Réunion du 25 novembre 2010 à 9h30
Lutte contre la prolifération des armes de destruction massive — Discussion d'un projet de loi

Photo issue du site de l'Assemblée nationale ou de WikipediaChristophe Guilloteau, suppléant M :

Monsieur le président, monsieur le ministre, mes chers collègues, je tiens d'emblée à présenter les excuses de M. Michel Voisin, qui se trouve actuellement en mission à l'extérieur du territoire national, et qui a été surpris par l'inscription soudaine de ce projet de loi à l'ordre du jour de notre assemblée. Il aurait voulu être présent aujourd'hui, d'autant qu'il a beaucoup travaillé sur ce sujet passionnant, en étroite collaboration avec le ministère de la défense, le ministère de la justice et la direction générale des douanes.

Comme M. Patrick Ollier vient d'exposer les grandes lignes du projet de loi, mon intervention sera brève.

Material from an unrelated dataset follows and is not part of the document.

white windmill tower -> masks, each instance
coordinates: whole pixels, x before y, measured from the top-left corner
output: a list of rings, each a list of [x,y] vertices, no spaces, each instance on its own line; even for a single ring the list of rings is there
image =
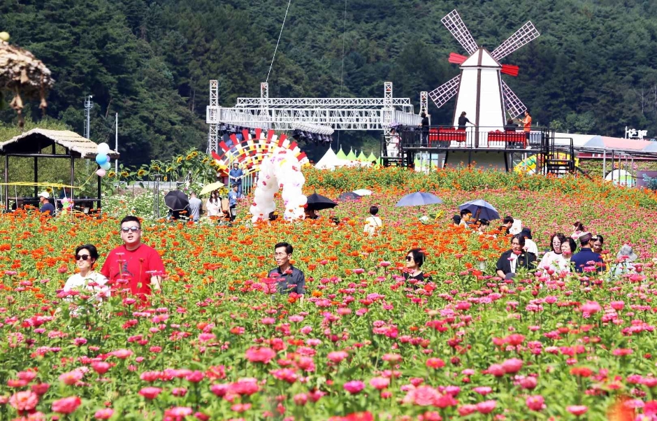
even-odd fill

Je suis heureux que ce texte, dont l'examen en commission de la défense avait connu plusieurs reports, vienne en séance publique. La prolifération dans les domaines nucléaire, balistique, biologique et chimique constitue un sujet complexe sur lequel on lit souvent n'importe quoi. Il importe de garder un équilibre entre les menaces réelles et celles qui constituent un fantasme. Le rapport de Michel Voisin procède à des rappels utiles sur ce point.

Les différentes formes de prolifération sont un phénomène connu, sur lequel je ne m'étendrai pas. Nos commissions de la défense et des affaires étrangères y réfléchissent régulièrement.

Le présent projet de loi est essentiellement de nature pénale. Il n'a pas pour objectif de modifier notre dispositif de défense face aux menaces nucléaires, balistiques, bactériologiques ou chimiques. mais à renforcer les peines applicables aux personnes qui se livreraient à des activités favorisant la prolifération, afin que tout trafiquant ou complice de trafiquant sache qu'il encourt des peines très lourdes.

Sous son apparente complexité – vingt articles créent ou modifient plus d'une cinquantaine d'articles du code de la défense, du code de procédure pénale et du code pénal –, ce projet de loi obéit à trois lignes directrices.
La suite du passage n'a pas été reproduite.